One in three disadvantaged schools struggling to recruit

More than a third of schools across the poorest regions are having to cover posts in science and maths with “temporary staff who lack the right skills”, says the chief inspector.

Sir Michael Wilshaw told the Festival of Education at Wellington College last week: “That’s a lot of children going home and saying to their parents: ‘Another cover teacher in science’.”

During the speech he revealed initial findings of an Ofsted review into the challenges of recruiting good teachers in coastal, isolated and deprived areas, as well as the way teacher training serves struggling schools. The review is due to be published later this year.

More than half of secondary heads who spoke with inspectors in the east, south east and north west of England said they found it “very challenging” to recruit maths and science teachers.

Sir Michael urged that “a bit of creative thinking about how and where we market the profession could save a lot of problems in teacher recruitment”.

It was also crucial that good teachers stayed in the profession.

Science and maths educators supported Sir Michael’s reports of teacher shortages.

The vice chair of the Association for Science Education (ASE), Richard Needham, told Schools Week that he shared concerns about “a steady downward trend in recruitment figures, particularly in maths and science.

“The introduction of bursaries for good graduates particularly in shortage subjects has not done enough to reverse this pattern.”

In September 2014, there were just 661 entrants to initial teacher training for physics, and physics with maths.
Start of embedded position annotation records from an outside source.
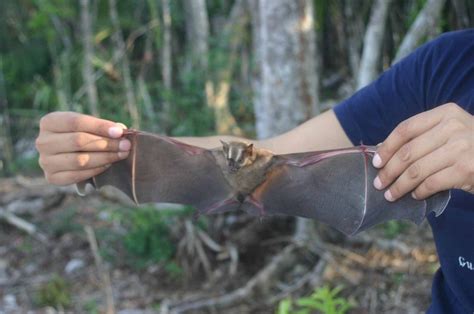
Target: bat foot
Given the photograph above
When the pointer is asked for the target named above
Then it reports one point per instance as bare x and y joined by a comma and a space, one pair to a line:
256, 203
221, 206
The target was 1,000 – the number fell short by a third.

Biology and general science had 766 new entrants, 15 per cent short of its target.

Mr Needham said the ASE would expect all science lessons at secondary level to be taught by a subject specialist.
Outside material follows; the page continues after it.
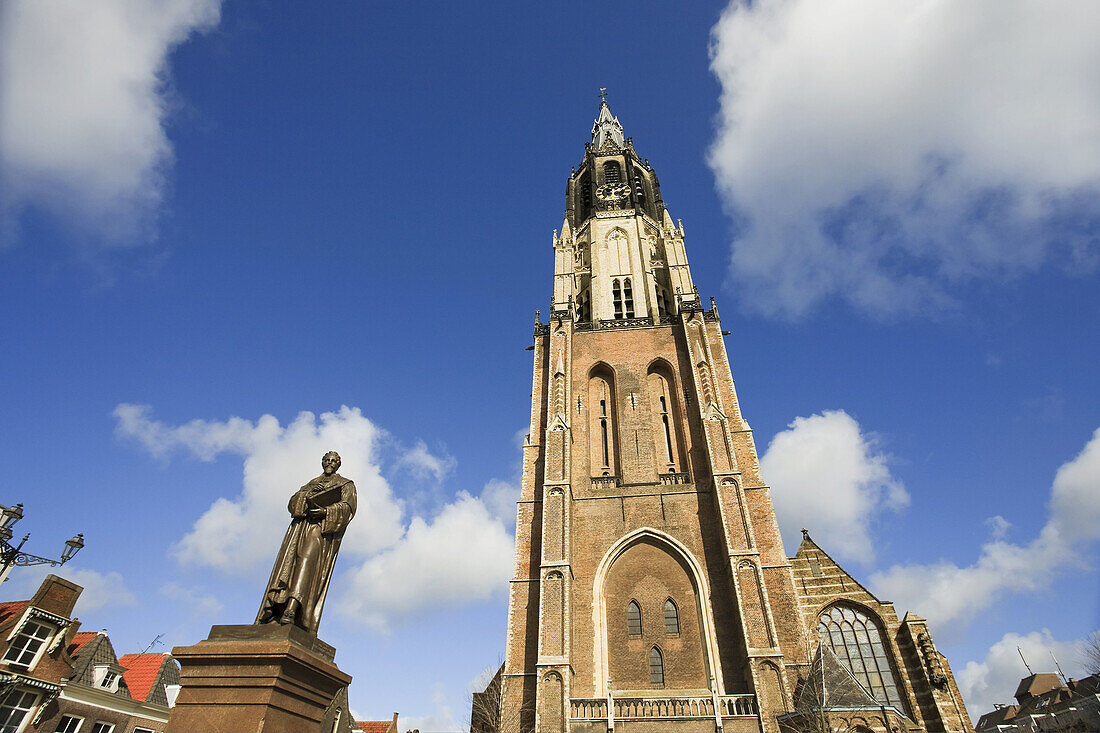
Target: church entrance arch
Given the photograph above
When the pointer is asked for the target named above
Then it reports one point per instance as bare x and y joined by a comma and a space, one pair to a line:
638, 576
He also said that school-based teacher training routes such as School Direct meant that some schools were “creating their own supply chain and would be looking to recruit teachers in shortage subjects”. These schools, often already outstanding, would have “first pick of whoever is trained”.

He added: “If you are not in a teaching school alliance then you are only having the chance of picking up those teachers who are not appointed as their training draws to a close.”
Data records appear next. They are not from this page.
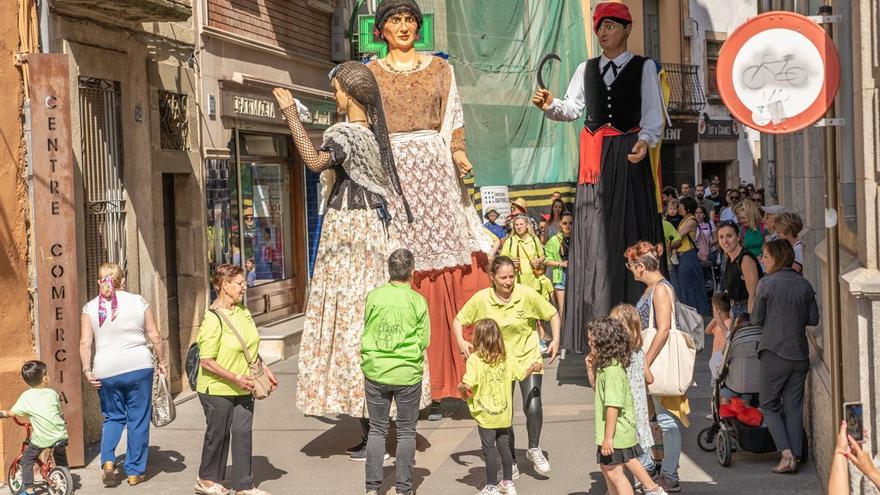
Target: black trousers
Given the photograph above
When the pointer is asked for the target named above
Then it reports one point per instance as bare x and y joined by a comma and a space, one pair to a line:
530, 388
29, 458
782, 400
500, 438
228, 418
Sue Pope, spokesperson for the Association of Teachers of Mathematics, also said there was an acute shortage of maths teachers.

In 2014, there were 2,186 entrants to initial teacher training for maths teachers – 12 per cent short of the target. In 2013/14 the shortfall was 10 per cent, while in 2011/12 recruitment was over target by 2 per cent.

Responding to Sir Michael’s concerns, she said it was harder to recruit good staff to the areas Ofsted was reviewing because “a lot of young people are quite keen to start their career in cities or attractive places, where there are perhaps slightly fewer challenges”.

Ms Pope said retention rather than recruitment was “probably a bigger issue” for maths staff. “Too many teachers leave the profession within a few years. The pressures of the job are too much for too many.”